In 2010, the LA Times examined the performance of 6000 teachers and published the results, even naming the best and the worst. The unions went ballistic.
Reporters obtained seven years' maths and English exam results for third- to fifth-graders and had the Rand Corporation independently analyse them using a value-added approach which controlled outside influences such as family background, poverty, ethnicity, proficiency in English, or previous achievement levels - issues usually blamed for educational failure (in other words, "not the teachers' fault").
The results were astounding, as illustrated by one school in the poorest area of the San Fernando Valley, surrounded by freeways, where it's not unusual for kids to be killed in gang shoot-outs - Broadous Elementary School.
"The difference [in class progress] has almost nothing to do with the size of the class, the students or their parents. It's their teachers," the Times reported.
It really was like Michelle Pfeiffer's rough diamond students in the movie Dangerous Minds.
One important thing to note is that teachers in LA are randomly allocated. The most incompetent are not bunched in poor areas; the best not in the most affluent schools. And the Times survey showed that, despite parents choosing what they saw as the best school for their kids, it was actually "teachers [who] had three times as much influence on students' academic development as the school they attend".

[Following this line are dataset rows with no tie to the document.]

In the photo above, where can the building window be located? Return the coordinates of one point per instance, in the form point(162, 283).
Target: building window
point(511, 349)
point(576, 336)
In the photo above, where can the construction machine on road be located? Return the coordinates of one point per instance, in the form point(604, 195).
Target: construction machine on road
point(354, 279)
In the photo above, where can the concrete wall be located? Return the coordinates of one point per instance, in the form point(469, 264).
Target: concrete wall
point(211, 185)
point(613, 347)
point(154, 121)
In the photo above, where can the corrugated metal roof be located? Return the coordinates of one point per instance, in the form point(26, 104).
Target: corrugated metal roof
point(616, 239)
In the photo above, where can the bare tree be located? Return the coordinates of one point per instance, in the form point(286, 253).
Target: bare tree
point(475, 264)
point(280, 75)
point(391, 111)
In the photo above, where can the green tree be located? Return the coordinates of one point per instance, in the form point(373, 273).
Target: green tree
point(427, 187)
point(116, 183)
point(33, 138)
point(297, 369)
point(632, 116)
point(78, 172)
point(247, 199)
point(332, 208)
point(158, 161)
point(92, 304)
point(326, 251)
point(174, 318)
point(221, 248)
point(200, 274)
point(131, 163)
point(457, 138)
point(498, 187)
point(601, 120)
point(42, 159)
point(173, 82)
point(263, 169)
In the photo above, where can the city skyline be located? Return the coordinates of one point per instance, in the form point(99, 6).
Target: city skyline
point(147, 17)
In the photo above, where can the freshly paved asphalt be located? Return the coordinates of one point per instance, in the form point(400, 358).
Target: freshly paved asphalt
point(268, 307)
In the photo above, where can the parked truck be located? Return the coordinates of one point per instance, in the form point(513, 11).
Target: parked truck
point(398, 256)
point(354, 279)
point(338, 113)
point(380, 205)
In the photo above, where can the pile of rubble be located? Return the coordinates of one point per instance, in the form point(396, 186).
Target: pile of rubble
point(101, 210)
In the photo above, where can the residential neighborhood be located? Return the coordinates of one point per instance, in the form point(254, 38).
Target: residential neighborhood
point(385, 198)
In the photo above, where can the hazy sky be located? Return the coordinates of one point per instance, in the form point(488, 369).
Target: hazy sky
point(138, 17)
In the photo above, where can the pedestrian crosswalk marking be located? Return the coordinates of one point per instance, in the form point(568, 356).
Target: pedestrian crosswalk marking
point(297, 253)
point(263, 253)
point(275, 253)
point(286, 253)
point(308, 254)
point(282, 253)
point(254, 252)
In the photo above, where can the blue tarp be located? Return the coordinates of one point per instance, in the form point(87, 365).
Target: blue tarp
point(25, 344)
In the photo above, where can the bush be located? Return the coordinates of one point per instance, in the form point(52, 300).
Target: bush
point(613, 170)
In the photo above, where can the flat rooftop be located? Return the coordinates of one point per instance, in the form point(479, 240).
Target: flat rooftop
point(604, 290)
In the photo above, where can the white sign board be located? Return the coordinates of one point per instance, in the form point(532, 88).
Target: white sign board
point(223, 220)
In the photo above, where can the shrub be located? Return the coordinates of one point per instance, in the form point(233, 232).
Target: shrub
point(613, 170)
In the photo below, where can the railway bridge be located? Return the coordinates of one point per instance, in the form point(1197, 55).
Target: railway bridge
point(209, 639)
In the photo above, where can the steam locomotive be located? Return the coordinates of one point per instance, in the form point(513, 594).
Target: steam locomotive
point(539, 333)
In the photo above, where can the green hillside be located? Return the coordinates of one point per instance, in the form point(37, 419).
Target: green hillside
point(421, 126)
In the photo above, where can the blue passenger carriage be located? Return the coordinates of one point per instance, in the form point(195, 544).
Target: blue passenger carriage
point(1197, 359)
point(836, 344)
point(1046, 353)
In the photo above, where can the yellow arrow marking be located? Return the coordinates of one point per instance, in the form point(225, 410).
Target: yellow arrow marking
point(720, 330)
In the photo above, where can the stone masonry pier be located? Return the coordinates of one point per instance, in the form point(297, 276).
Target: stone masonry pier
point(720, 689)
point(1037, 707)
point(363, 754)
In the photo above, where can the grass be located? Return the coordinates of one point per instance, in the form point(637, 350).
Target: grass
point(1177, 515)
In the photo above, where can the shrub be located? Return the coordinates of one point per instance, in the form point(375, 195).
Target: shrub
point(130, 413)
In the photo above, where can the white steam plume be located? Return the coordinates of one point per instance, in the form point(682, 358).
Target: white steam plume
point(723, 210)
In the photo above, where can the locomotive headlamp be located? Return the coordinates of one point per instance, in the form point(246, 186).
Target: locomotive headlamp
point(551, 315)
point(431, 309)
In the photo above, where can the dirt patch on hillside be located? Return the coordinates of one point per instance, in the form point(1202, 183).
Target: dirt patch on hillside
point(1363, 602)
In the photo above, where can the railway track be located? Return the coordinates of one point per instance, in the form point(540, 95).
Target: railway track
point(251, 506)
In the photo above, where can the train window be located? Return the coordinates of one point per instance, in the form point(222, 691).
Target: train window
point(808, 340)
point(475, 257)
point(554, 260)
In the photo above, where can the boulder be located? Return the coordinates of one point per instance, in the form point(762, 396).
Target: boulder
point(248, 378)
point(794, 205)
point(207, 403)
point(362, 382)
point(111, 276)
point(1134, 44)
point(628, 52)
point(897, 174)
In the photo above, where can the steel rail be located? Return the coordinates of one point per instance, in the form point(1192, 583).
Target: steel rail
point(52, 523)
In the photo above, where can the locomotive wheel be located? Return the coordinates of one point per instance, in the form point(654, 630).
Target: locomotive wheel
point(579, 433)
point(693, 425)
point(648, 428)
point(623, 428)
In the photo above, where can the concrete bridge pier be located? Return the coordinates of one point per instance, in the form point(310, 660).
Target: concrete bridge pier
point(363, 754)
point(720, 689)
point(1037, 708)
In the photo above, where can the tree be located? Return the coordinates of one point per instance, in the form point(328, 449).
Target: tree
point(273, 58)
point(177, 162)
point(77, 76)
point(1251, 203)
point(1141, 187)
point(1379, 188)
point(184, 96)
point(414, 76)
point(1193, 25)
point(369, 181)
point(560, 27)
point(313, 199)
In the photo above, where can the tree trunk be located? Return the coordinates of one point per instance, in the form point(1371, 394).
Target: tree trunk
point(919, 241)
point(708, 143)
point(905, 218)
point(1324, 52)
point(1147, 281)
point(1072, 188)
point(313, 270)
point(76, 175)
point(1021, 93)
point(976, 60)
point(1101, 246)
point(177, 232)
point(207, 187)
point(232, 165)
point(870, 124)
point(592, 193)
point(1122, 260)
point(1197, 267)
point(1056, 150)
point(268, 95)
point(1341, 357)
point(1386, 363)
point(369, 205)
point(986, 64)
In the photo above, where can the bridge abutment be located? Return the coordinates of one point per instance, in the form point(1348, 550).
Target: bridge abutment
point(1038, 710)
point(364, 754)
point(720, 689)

So how are we doing in New Zealand? We have many excellent teachers -nobody disputes that - but we don't know what we don't know because we're not allowed to know. Few teachers referred to the Teachers Council for incompetency are deregistered, and of the ones who slip through, parents are never allowed to know their names, which school they are at, or which subjects they teach.
John Hattie, professor of education at Auckland University, believes excellent teachers can be identified, and emphasis should be put on education policy that develops teacher excellence. But it's easier said than done, because "as teachers, we don't acknowledge excellence ourselves.
"We have allowed the de-professionalising of our profession by allowing the 'anything goes' mentality."
While the PPTA and NZEI remain firmly wedded to collective agreements, it will be difficult to introduce incentives to keep brilliant teachers in the classrooms when they must move into management for higher salaries. In union land, excellent teachers shouldn't get more pay than incompetent colleagues on the same level because that's not fair.
But it's never the teachers' fault when students fail - it's families, lazy kids, the Government, dogs eating homework - and now the unions have got another excuse: charter schools.